Lenders are worried that the elimination of Seller Assistance programs like Ameridream will severely impact the number of loans they write and subsequently the amount of money they make.  Many Realtors feel the same way.  Elimination of these programs is going to dramatically decrease the number of buyers who can qualify for a home purchase.  With a glut of homes on the market, this will negatively impact sellers as well.

 

What do you think?

 

 

 

 

Comments

  1. Amy, I find myself torn between wanting this new legislation to pass through and thinking that perhaps we need to force folks to save up a bit in order to buy their homes. It’s a tough issue, as I do know many families who have honestly benefited from DPAs and are still on track with their finances. It would be a shame to see these folks miss out.

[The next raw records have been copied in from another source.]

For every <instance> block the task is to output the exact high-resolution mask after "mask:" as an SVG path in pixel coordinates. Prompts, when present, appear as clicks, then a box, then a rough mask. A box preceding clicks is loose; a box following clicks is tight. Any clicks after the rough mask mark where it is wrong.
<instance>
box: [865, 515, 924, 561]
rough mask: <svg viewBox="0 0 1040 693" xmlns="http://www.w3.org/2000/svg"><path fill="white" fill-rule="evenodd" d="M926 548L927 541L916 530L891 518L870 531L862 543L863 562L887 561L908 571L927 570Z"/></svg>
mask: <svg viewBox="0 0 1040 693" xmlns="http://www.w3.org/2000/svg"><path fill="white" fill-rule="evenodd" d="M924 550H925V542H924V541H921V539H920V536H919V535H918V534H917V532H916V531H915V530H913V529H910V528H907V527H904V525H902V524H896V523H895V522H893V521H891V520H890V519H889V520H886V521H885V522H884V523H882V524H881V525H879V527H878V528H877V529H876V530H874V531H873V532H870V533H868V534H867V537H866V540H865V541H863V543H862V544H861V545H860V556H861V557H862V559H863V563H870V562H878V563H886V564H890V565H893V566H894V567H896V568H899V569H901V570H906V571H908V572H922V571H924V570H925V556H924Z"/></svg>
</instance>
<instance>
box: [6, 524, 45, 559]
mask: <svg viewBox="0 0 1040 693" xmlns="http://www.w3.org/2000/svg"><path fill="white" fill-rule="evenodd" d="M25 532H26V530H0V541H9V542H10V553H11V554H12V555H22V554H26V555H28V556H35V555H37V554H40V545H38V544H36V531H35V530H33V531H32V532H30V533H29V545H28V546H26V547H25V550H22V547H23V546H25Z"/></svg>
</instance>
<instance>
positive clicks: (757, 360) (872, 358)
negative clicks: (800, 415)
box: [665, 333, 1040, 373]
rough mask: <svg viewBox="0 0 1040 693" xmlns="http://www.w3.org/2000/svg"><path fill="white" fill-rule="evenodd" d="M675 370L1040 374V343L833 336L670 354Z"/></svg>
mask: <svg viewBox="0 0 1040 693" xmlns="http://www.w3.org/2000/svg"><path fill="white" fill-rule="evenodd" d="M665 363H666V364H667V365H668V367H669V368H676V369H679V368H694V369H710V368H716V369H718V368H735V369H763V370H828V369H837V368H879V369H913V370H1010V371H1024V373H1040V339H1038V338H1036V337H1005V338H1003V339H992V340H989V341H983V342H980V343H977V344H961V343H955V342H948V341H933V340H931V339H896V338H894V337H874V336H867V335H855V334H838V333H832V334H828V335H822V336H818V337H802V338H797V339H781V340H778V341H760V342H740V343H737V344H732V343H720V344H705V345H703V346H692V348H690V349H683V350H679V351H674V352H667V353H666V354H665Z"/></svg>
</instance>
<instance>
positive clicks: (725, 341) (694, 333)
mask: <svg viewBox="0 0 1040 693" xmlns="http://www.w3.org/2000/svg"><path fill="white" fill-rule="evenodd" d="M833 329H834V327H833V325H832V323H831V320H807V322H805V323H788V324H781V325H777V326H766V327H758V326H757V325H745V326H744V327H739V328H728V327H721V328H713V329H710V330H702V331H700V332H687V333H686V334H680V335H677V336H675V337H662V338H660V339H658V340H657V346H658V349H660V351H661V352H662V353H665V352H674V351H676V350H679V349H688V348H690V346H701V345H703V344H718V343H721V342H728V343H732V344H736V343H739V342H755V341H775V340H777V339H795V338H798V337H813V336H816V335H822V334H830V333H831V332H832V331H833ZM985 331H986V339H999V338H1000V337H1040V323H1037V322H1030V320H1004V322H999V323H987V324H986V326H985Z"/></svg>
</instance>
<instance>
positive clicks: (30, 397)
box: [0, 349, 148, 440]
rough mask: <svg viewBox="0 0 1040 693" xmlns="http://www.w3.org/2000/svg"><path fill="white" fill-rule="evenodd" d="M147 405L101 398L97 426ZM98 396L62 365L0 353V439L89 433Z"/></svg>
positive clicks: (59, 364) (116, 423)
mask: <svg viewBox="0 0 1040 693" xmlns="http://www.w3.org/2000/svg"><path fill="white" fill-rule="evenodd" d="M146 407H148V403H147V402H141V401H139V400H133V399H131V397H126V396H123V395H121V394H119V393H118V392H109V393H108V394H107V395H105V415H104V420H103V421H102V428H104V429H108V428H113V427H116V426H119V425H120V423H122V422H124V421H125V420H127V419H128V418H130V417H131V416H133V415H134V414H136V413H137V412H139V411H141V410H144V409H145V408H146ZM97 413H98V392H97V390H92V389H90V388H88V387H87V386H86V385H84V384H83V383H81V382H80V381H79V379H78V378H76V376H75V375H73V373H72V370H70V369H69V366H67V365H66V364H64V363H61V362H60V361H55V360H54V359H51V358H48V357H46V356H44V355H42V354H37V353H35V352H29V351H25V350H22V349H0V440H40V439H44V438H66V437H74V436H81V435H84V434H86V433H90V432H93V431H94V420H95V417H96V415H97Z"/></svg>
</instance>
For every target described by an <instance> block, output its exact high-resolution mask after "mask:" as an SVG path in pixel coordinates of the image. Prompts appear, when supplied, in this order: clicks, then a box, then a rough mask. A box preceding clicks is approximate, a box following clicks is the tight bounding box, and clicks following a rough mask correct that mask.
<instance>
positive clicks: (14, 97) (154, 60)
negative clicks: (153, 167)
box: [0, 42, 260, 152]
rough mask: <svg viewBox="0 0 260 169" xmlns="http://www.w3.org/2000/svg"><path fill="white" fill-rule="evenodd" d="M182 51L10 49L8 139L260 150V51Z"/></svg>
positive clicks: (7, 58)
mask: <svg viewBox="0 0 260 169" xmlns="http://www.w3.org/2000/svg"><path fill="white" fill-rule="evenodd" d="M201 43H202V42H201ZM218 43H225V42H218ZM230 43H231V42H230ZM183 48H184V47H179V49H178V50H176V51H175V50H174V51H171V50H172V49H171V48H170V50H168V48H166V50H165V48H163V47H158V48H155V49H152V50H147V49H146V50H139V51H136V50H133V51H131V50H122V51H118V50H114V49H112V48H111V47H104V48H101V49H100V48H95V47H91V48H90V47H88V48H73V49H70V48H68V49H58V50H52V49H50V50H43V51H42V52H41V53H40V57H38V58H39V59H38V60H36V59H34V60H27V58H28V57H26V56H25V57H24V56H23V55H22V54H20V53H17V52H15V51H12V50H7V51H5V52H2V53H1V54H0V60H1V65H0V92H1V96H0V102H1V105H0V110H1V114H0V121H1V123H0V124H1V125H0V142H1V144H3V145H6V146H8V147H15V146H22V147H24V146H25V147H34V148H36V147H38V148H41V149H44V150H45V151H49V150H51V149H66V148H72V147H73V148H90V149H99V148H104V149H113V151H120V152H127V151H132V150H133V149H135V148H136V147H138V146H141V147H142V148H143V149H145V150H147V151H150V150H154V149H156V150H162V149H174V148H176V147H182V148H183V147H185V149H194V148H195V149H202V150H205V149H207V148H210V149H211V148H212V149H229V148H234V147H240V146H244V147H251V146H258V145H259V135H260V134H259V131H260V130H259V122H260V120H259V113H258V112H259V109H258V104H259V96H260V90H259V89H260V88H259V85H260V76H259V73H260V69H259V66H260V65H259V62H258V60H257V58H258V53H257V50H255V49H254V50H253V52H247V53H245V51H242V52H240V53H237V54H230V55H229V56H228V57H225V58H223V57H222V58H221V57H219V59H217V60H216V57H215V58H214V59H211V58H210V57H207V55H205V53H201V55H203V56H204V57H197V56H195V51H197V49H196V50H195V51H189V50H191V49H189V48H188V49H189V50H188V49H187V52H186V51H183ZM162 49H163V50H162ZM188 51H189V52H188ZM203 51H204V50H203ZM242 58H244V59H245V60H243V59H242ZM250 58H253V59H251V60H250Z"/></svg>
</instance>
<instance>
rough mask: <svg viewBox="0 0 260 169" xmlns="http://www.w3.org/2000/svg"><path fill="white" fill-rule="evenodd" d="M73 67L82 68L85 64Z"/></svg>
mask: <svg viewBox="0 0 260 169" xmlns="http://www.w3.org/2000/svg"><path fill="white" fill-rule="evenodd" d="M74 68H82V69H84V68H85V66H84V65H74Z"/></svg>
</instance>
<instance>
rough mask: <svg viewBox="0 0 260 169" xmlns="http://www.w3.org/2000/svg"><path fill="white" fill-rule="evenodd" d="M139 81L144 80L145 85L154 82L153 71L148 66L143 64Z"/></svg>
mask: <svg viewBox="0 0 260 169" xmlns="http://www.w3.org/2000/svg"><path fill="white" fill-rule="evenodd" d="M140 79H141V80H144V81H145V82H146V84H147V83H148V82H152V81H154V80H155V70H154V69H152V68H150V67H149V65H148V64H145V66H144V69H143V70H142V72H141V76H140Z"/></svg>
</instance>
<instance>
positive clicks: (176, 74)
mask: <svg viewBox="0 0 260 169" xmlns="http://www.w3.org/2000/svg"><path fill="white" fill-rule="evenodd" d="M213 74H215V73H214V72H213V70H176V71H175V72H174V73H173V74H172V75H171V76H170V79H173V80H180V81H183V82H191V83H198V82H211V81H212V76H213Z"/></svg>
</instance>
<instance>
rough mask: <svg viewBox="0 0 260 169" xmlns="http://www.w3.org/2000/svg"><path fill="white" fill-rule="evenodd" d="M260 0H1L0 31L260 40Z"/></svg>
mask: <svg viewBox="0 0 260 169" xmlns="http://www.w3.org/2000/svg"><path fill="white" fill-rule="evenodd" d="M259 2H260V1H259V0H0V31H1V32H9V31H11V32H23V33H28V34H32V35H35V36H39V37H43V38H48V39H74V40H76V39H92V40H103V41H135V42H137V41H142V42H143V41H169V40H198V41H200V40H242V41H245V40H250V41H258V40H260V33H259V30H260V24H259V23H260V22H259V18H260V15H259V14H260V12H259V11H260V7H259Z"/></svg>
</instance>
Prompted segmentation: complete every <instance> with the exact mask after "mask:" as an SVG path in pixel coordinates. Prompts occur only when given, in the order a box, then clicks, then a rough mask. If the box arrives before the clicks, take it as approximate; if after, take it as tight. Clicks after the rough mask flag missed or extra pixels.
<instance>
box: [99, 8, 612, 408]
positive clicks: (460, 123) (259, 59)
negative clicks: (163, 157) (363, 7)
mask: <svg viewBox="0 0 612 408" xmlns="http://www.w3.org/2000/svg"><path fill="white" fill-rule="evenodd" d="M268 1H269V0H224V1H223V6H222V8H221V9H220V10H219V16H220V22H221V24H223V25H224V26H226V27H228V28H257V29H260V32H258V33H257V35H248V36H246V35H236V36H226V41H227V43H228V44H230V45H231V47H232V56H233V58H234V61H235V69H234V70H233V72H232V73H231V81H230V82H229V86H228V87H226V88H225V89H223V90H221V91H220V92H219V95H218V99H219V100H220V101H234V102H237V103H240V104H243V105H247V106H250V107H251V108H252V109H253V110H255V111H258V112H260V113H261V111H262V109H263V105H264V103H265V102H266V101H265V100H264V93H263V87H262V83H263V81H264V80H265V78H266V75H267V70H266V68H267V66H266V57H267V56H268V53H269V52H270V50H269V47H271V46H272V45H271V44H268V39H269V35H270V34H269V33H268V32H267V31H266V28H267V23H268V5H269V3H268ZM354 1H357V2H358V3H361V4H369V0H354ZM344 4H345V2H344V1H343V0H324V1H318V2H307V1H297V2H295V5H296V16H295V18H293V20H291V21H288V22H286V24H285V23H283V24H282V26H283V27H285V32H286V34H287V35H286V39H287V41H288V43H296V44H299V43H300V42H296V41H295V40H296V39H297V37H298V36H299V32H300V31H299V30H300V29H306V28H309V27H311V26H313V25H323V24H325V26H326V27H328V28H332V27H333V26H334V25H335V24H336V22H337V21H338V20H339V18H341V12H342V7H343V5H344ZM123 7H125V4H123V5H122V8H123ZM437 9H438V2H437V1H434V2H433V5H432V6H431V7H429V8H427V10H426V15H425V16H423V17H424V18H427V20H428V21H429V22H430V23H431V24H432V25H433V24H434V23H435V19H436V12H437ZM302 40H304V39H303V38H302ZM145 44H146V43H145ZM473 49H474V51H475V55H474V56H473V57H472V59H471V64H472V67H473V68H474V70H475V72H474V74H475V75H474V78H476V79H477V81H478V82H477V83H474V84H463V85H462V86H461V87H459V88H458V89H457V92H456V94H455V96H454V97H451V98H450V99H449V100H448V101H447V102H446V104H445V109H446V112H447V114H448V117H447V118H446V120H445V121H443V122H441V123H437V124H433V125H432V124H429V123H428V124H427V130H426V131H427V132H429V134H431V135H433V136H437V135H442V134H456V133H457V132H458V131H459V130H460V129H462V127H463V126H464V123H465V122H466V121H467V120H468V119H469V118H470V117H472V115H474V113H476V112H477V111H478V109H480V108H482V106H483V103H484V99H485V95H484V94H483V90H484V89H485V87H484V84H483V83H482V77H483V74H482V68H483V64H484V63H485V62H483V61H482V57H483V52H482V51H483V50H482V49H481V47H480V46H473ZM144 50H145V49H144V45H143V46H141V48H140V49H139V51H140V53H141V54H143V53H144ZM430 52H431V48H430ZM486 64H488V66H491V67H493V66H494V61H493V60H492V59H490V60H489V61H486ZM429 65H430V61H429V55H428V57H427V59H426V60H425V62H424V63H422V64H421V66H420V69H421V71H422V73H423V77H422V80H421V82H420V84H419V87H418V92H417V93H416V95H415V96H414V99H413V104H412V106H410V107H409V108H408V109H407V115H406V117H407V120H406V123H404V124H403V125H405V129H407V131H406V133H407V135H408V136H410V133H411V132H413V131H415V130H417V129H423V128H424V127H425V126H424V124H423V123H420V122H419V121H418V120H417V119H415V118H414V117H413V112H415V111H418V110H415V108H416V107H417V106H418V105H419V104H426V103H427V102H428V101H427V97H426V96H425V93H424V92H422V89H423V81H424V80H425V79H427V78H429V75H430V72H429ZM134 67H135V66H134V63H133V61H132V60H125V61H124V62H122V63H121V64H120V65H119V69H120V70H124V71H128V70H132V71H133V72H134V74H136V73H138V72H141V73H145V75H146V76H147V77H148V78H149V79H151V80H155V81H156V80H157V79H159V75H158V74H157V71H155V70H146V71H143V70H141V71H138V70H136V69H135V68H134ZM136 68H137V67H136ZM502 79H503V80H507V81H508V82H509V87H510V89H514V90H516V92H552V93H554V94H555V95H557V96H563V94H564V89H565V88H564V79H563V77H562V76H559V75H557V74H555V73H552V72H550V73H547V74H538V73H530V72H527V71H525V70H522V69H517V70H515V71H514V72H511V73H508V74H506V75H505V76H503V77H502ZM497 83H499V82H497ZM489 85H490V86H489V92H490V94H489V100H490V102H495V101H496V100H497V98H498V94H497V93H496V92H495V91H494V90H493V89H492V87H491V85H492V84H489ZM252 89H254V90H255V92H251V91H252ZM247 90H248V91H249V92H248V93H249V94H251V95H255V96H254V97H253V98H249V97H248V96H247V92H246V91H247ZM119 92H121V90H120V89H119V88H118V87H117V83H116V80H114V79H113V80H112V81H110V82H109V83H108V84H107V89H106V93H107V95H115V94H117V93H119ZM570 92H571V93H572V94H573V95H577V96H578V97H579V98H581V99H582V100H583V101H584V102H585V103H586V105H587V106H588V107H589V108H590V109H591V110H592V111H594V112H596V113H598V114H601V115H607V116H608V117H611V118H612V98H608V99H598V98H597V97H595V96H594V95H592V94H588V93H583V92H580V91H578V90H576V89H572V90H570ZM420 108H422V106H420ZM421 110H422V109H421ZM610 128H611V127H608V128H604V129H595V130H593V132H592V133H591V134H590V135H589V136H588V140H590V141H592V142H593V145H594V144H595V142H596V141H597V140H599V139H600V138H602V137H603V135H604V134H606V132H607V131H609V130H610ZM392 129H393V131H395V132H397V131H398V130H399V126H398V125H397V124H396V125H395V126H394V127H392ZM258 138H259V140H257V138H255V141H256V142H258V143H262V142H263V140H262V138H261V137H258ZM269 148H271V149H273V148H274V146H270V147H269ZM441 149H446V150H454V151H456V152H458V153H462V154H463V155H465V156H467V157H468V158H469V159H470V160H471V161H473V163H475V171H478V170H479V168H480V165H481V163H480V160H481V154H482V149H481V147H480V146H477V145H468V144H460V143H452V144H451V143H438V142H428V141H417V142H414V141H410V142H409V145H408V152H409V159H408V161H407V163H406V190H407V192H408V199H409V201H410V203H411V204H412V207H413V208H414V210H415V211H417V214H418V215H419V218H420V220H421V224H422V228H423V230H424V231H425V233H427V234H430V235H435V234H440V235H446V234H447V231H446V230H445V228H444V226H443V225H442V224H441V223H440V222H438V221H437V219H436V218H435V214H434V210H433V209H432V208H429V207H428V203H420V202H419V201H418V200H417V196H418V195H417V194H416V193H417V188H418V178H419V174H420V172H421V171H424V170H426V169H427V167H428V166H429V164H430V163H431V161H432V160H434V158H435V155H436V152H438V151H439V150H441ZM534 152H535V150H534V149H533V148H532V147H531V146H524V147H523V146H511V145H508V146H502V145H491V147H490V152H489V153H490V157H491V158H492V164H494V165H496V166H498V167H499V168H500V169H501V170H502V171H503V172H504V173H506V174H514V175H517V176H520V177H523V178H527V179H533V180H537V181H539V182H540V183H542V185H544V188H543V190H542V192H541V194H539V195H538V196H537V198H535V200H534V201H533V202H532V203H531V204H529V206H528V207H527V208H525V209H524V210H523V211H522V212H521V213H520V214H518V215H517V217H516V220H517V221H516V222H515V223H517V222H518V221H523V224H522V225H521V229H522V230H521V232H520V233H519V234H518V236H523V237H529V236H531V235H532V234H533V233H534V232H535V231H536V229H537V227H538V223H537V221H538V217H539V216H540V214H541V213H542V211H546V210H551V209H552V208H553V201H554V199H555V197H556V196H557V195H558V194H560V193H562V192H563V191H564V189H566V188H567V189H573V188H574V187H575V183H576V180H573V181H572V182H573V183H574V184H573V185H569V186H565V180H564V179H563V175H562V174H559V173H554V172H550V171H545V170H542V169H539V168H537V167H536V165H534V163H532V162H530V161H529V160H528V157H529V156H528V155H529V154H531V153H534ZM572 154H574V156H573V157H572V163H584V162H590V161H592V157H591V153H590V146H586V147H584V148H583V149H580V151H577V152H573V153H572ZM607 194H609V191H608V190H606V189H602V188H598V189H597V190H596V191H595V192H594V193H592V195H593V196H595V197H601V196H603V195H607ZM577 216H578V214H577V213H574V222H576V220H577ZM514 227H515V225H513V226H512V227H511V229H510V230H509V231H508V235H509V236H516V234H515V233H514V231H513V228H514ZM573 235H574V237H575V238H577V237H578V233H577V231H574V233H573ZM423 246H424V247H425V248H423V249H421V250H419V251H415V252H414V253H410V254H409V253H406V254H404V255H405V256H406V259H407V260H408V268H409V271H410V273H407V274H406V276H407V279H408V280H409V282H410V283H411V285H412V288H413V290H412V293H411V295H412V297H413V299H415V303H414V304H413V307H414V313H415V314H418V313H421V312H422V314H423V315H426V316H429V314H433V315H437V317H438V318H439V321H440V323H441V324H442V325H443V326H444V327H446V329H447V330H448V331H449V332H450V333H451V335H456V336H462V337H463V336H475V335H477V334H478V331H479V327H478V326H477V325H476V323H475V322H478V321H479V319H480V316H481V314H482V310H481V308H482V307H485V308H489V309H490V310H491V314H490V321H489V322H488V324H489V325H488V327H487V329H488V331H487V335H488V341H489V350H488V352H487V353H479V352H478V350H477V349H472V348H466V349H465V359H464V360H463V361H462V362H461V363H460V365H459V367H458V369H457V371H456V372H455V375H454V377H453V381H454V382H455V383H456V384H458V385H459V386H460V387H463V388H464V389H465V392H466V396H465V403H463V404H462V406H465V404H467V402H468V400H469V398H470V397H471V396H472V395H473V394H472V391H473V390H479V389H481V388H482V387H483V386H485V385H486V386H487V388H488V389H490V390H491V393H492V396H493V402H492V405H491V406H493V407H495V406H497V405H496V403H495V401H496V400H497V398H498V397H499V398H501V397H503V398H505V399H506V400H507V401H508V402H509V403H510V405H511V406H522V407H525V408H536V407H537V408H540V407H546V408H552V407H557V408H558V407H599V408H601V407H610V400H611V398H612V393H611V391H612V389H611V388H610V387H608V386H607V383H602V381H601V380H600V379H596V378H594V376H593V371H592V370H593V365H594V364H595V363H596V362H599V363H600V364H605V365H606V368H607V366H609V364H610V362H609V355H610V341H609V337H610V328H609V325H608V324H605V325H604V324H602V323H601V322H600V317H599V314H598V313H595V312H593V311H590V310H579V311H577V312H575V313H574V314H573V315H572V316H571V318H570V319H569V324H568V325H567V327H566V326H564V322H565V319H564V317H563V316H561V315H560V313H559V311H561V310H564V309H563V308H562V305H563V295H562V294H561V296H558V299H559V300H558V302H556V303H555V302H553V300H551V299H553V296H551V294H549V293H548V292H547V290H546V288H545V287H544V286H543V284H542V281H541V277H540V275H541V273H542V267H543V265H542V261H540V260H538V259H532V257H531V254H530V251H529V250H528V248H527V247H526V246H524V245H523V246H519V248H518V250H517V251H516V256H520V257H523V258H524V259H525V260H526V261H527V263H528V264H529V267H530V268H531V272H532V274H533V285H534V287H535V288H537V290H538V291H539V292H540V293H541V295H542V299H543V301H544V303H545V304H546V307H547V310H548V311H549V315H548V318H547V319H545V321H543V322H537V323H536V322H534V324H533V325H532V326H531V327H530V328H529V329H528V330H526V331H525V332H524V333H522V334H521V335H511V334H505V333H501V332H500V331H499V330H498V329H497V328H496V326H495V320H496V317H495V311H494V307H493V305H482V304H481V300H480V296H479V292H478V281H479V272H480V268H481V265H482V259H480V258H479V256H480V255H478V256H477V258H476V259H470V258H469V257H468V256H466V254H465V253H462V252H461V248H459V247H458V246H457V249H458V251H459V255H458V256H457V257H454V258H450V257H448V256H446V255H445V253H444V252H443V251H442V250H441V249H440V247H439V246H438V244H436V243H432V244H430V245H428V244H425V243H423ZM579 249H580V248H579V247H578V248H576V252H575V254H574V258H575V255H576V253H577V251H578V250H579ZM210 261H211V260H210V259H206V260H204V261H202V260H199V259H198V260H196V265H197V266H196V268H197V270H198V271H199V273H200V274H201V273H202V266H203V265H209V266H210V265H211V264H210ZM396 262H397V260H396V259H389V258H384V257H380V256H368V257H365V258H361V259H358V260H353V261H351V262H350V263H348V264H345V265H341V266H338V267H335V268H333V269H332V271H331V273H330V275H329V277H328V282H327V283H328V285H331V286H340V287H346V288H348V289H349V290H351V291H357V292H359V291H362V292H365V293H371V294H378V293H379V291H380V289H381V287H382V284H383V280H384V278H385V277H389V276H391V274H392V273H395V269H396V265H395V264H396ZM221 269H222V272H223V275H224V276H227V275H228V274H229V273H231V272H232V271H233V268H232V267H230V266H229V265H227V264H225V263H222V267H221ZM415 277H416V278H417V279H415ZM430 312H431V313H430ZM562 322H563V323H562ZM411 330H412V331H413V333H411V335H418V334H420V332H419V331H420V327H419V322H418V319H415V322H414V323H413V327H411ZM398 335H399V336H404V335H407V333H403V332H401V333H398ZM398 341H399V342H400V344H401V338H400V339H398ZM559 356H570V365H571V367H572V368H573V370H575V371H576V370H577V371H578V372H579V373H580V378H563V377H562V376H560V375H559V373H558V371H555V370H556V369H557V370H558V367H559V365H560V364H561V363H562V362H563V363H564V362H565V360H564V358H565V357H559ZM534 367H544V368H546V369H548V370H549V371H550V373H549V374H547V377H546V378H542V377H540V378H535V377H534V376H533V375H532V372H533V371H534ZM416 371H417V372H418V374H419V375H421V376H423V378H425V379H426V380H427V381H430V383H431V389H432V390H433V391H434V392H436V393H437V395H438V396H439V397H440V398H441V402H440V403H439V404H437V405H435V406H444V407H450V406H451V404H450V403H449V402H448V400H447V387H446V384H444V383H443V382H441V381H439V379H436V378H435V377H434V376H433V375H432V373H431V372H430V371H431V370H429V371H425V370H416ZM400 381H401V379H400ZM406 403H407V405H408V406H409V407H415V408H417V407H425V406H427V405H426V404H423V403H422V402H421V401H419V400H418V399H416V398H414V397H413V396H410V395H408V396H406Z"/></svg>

  2. Kevin, I agree. I have represented many hard-working people who have utilized the Ameridream in purchasing a home. I guess I can see both sides of the issue. Maybe a compromise could be made wherein a seller credits the buyer with the downpayment with the program allowing the buyer to pay it back to the seller over a specified period of time? Just a thought here~

  3. George King says:

    Amy,
    I agree with Kevin, “it’s a tough issue”. I do read however that the introduction of the new bill includes some regulations such as requiring the buyer to have a credit score of 620 or higher. This means the buyer has proven they can make those payments or has at least cleaned up their credit rating to get to 620. This may help relieve some concerns. Then again maybe it doesn’t go far enough to protect the banks which ultimately affects all consumers. I would think there should be some LTV provision as well. I continue to support DPA and have found a site with lots of information on the regulation. Visit http://www.dpagroundswell.org. I think this is a sponsored grassroots effort but it is still worth a visit.

  4. George,
    Thanks for sharing the DPA website.

    FHA Buyers in the Phoenix area are scrambling to secure a home. I’ve heard some lenders are actually sending out the notice that they will write no more FHA loans requiring seller assistance after 9/1/2008 due to the fear of a backlog of loans and the risk of these loans not closing by the 10/1 deadline.

    I’ve also heard many conventional loan buyers are actually waiting until after 10/1 because they feel many homes priced under $300,000 have been priced to include the anticipated seller contributions. They’re hoping the prices will fall after 10/1. I personally don’t think this is going to happen…but time will tell.